Home Technology peripherals AI Wayformer: A simple and effective attention network for motion prediction

Wayformer: A simple and effective attention network for motion prediction

Apr 09, 2023 pm 09:31 PM
Architecture Autopilot

The arXiv paper "Wayformer: Motion Forecasting via Simple & Efficient Attention Networks", uploaded in July 2022, is the work of Google Waymo.

Wayformer: A simple and effective attention network for motion prediction

Motion prediction for autonomous driving is a challenging task because complex driving scenarios result in various mixed forms of static and dynamic inputs. How best to represent and fuse historical information about road geometry, lane connectivity, time-varying traffic light states, and dynamic sets of agents and their interactions into efficient encodings is an unsolved problem . To model this diverse set of input features, there are many approaches to designing equally complex systems with different sets of modality-specific modules. This results in systems that are difficult to scale, scale, or trade off quality and efficiency in a rigorous way.

The Wayformer in this article is a series of simple and similar attention-based motion prediction architectures. Wayformer provides a compact model description consisting of attention-based scene encoders and decoders. In the scene encoder, the selection of pre-fusion, post-fusion and hierarchical fusion of input modes is studied. For each fusion type, explore strategies that trade off efficiency and quality through decomposition attention or latent query attention. The pre-fusion structure is simple and not only mode-agnostic, but also achieves state-of-the-art results on both the Waymo Open Movement Dataset (WOMD) and the Argoverse leaderboard.

Driving Scenario consists of multi-modal data, such as road information, traffic light status, agent history and interaction. For modality, there is a Context 4th dimension, which represents "a set of contextual goals" for each modeled agent (i.e. a representation of other road users).

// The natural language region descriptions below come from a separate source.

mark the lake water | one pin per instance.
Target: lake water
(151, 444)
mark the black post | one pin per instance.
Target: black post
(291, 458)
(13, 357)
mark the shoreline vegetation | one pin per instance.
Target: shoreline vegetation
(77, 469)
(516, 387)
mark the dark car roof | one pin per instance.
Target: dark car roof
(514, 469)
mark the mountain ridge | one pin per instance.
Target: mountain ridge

INTELLIGENCE HISTORYContains a series of past intelligence states as well as the current state. For each time step, consider the features that define the agent's state, such as x, y, velocity, acceleration, bounding box, etc., as well as a context dimension.

Interaction tensor represents the relationship between agents. For each modeled agent, a fixed number of nearest neighbor contexts surrounding the modeled agent are considered. These contextual agents represent agents that influence the behavior of the modeled agent.

Road MapContains road features around the agent. Road map segments are represented as polylines, a collection of segments specified by their endpoints and annotated with type information that approximate the shape of the road. Use the road map segment closest to the modeling agent. Please note that road features do not have a time dimension, and the time dimension 1 can be added.

For each agent, Traffic light information contains the traffic signal status closest to the agent. Each traffic signal point has features describing the signal location and confidence level.

Wayformer model series consists of two main components: scene encoder and decoder. The scene encoder mainly consists of one or more attention encoders, which are used to summarize the driving scene. The decoder is one or more standard transformer cross-attention modules, which input the learned initial query and then generate trajectories with scene encoding cross-attention.

As shown in the figure, the Wayformer model processes multi-modal input to produce scene encoding: This scene encoding is used as the context of the decoder, generating k possible trajectories covering multi-modality in the output space.

Wayformer: A simple and effective attention network for motion prediction

#The diversity of inputs to scene encoders makes this integration a non-trivial task. Modalities may not be represented at the same abstraction level or scale: {pixels vs target objects}. Therefore, some modalities may require more computation than others. The computational decomposition between modes is application dependent and is very important for engineers. Three fusion levels are proposed here to simplify this process: {post, pre, hierarchical}, as shown in the figure:

Wayformer: A simple and effective attention network for motion prediction

##Post-fusion is motion prediction The most common approach to models where each modality has its own dedicated encoder. Setting the width of these encoders to be equal avoids introducing extra projection layers in the output. Furthermore, by sharing the same depth across all encoders, the exploration space is reduced to a manageable size. Information is only allowed to be transferred across modalities in the cross-attention layer of the trajectory decoder.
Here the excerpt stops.